Sugata Bose, a grand-nephew of the Netaji and the author of a new book about his life, “His Majesty’s Opponent,” disagrees with the findings. He told The Japan Times, “All the historical evidence, including the testimony of six of the seven survivors of the air crash, of medical personnel and the interpreter brought to the hospital, suggest that (Subhas Chandra Bose) died tragically as a result of the air crash on Aug. 18, 1945.”

Kyozen Mochizuki, the current head monk of Renkoji Temple, agrees with Sugata Bose. “Bose died over 60 years ago and people are still saying his ashes here are fake. It’s unbelievable,” Mochizuki said in a recent interview with The Japan Times. “Bose was a great man — a very human leader — and I feel a great deal of responsibility to be looking after his ashes.”

Regardless of the competing theories, it seems almost everyone agrees with Mochizuki’s assessment of Bose’s character. Many people even argue that without Bose’s INA, India might never have achieved independence.

That’s because, although the INA failed militarily in Burma, its troops were given another opportunity to take on their colonialists in a Delhi courtroom in 1945. From among the hundreds of captured INA soldiers, the British put three of them on trial for treason in an attempt to reassert their power in the region.

The move backfired in a spectacular manner. On the stand, the Muslim, Sikh and Hindu defendants passionately justified their roles as liberators of a colonized nation — giving the INA the oxygen of publicity the British had always tried to deny them.

Support for the defendants spread throughout the country — including among Indians serving in the British military. Throughout 1946, these newly radicalized troops staged strikes and mutinies across the subcontinent. With its once-solid military bedrock shaken to the core — and facing widespread, huge nonviolent demonstrations — the British authorities were forced to concede that their rule over India was untenable. On Aug. 15, 1947, they granted India its independence.

Whether Bose lived to see the culmination of his lifetime struggle remains an open question.
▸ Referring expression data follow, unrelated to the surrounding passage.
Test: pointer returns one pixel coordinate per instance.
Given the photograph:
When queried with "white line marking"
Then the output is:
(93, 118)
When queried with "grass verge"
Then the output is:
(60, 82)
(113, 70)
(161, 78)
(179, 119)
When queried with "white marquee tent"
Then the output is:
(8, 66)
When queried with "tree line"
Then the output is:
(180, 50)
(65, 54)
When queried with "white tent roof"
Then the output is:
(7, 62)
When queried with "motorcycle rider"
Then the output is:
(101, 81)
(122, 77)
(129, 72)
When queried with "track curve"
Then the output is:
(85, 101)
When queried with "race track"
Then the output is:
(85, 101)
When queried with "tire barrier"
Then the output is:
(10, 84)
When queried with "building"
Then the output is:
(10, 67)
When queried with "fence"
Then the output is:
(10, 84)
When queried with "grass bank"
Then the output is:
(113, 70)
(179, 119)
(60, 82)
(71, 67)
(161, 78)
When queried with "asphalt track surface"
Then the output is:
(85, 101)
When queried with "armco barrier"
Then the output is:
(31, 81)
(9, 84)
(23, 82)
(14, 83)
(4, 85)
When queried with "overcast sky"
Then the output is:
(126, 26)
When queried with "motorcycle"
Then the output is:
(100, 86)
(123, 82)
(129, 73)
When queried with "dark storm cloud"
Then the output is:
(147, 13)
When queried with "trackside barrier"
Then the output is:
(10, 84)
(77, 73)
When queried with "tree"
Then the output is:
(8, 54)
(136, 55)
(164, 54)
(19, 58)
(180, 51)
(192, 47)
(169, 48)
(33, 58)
Intense controversy also surrounds what ought to be done with the ashes at Renkoji Temple — which leading Indian politicians including Nehru, President Rajendra Prasad, Indira Gandhi and Prime Minister Atal Bihari Vajpayee have all visited during trips to Japan.
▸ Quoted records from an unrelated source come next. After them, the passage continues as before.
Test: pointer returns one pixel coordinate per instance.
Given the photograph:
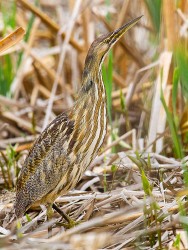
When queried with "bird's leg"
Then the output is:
(49, 214)
(71, 223)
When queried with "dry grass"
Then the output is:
(126, 199)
Countless Indian politicians have campaigned for the return of the ashes, and his grand-nephew Sugata Bose is confident that “Netaji’s mortal remains … will one day be brought back to India with the highest honors and due respect.” However, skeptics of the official version of Bose’s death argue that taking the ashes to India would lend credence to the fiction of his final hours.

Stranded by this political rivalry, it seems certain that the ashes will remain at Renkoji Temple for the foreseeable future — and head monk Mochizuki says he is happy to care for them for as long as necessary.

As limbos go, it might be a comfortable resting place for most people. But for someone as defiant and outspoken as Bose, a quiet corner of Tokyo must be one of the last places he would have chosen in which to spend eternity.